Bug #72581	Slaves with same server_id / server_uuid compete for master connection
Submitted:	8 May 2014 15:13	Modified:	11 May 2015 10:22
Reporter:	Hartmut Holzgraefe	Email Updates:
Status:	Closed	Impact on me:	None
Category:	MySQL Server: Replication	Severity:	S3 (Non-critical)
Version:	5.6.17, 5.6.19	OS:	Any
Assigned to:		CPU Architecture:	Any

Description:
Followup of bug #72578:

If a new slave connection with the same server_uuid (or server_id prior to the introduction of server_uuid) as an already connected slave comes in the already connected slave receives an end packet and the new connection is established.

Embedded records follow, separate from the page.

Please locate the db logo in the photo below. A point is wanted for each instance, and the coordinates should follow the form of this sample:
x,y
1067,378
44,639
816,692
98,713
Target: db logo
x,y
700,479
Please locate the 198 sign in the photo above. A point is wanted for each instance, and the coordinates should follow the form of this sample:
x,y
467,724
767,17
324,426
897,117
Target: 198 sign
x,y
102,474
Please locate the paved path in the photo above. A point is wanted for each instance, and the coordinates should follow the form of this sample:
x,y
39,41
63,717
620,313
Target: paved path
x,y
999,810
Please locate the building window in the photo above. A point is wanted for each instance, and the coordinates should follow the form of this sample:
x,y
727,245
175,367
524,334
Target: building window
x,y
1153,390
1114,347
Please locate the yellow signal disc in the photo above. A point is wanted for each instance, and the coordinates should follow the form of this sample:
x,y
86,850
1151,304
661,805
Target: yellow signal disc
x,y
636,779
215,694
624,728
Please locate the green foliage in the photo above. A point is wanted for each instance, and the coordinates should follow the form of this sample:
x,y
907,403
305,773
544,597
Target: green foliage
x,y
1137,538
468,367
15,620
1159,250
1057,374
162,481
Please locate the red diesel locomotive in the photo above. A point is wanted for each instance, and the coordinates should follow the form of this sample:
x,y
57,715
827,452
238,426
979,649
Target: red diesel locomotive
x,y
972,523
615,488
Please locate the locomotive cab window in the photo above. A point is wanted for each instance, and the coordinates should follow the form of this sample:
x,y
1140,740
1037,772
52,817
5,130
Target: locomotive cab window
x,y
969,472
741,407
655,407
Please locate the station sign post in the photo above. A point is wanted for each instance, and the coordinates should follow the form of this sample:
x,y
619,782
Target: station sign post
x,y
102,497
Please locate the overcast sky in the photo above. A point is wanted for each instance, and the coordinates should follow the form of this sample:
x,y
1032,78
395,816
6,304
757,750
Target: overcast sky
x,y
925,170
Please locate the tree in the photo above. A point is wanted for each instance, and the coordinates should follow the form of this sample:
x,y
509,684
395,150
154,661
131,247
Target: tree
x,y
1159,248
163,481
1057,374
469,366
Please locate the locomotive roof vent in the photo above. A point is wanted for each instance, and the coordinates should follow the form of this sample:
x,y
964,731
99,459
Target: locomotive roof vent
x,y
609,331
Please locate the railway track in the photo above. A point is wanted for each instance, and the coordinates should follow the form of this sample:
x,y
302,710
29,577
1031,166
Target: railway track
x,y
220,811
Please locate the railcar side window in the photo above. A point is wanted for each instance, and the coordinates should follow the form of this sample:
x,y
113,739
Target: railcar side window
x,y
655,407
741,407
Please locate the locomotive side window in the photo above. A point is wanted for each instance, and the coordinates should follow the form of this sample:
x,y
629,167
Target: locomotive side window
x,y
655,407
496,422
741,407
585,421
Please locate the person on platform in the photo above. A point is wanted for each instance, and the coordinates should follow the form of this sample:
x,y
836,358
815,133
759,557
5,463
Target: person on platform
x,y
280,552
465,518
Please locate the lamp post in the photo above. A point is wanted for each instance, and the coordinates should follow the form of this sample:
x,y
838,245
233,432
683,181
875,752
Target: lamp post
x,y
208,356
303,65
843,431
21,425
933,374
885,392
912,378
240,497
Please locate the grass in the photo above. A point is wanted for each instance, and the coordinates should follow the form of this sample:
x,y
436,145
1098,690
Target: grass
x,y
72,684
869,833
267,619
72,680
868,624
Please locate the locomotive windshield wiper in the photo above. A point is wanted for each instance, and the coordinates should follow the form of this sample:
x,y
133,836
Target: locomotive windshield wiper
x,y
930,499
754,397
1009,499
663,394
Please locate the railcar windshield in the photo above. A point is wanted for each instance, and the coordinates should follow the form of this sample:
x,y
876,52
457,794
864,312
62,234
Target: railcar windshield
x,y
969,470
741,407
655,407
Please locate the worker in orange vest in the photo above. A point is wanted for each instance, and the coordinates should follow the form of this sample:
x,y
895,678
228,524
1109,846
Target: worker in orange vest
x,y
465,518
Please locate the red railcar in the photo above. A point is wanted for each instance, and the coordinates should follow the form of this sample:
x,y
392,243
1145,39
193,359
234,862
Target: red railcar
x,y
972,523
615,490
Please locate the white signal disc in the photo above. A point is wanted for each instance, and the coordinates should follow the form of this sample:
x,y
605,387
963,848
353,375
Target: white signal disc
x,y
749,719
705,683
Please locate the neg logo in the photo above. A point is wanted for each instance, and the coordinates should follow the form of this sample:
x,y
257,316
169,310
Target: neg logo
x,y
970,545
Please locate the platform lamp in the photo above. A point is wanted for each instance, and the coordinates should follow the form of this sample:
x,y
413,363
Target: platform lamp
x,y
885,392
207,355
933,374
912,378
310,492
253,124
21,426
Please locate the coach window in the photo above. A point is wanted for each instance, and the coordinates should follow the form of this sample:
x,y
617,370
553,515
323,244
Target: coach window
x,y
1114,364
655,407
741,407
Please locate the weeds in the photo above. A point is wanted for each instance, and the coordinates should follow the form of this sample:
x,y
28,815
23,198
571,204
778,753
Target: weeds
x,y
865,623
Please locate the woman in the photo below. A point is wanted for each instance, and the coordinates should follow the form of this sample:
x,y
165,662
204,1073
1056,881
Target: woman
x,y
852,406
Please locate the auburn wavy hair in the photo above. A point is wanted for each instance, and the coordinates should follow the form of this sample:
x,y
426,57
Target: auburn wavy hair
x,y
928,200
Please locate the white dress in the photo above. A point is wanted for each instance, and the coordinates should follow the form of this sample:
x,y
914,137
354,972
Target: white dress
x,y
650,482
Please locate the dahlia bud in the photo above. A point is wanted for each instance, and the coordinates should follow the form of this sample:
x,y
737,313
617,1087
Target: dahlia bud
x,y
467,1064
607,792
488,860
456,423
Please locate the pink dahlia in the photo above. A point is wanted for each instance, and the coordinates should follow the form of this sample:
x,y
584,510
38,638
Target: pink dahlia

This makes the disconnected slave try to reconnect, which then disconnects the other slave again due to the duplicate id, and this game goes on at high frequency, spamming master and slave error logs.

How to repeat:
Try to set up replication with two slaves with same server_uuid 

Suggested fix:
Reject the new connection with an appropriate error message instead of closing the already established one ...

Hello Hartmut,

Thank you for the bug report.
Verified as described.

Thanks,
Umesh

// How to repeat part

See, Bug #72578

Ok, this seems to be what is causing the competing behavior in sql/rpl_master.cc

/*

  Kill all Binlog_dump threads which previously talked to the same slave
  ("same" means with the same server id). Indeed, if the slave stops, if the
  Binlog_dump thread is waiting (mysql_cond_wait) for binlog update, then it
  will keep existing until a query is written to the binlog. If the master is
  idle, then this could last long, and if the slave reconnects, we could have 2
  Binlog_dump threads in SHOW PROCESSLIST, until a query is written to the
  binlog. To avoid this, when the slave reconnects and sends COM_BINLOG_DUMP,
  the master kills any existing thread with the slave's server id (if this id is
  not zero; it will be true for real slaves, but false for mysqlbinlog when it
  sends COM_BINLOG_DUMP to get a remote binlog dump).

  SYNOPSIS
    kill_zombie_dump_threads()
    slave_uuid      the slave's UUID

*/

So this function would need to be more clever about detecting whether the existing slave connection is still alive, maybe by adding some simple ping mechanism to see whether the other end is still alive?

Thanks for your feedback. This has been fixed in upcoming versions and the following was noted in the 5.6.26 and 5.7.8 changelogs:

When two slaves with the same server_uuid were configured to replicate from a single master, the I/O thread of the slaves kept reconnecting and generating new relay log files without new content. In such a situation, the master now generates an error which is sent to the slave. By receiving this error from the master, the slave I/O thread does not try to reconnect, avoiding this problem.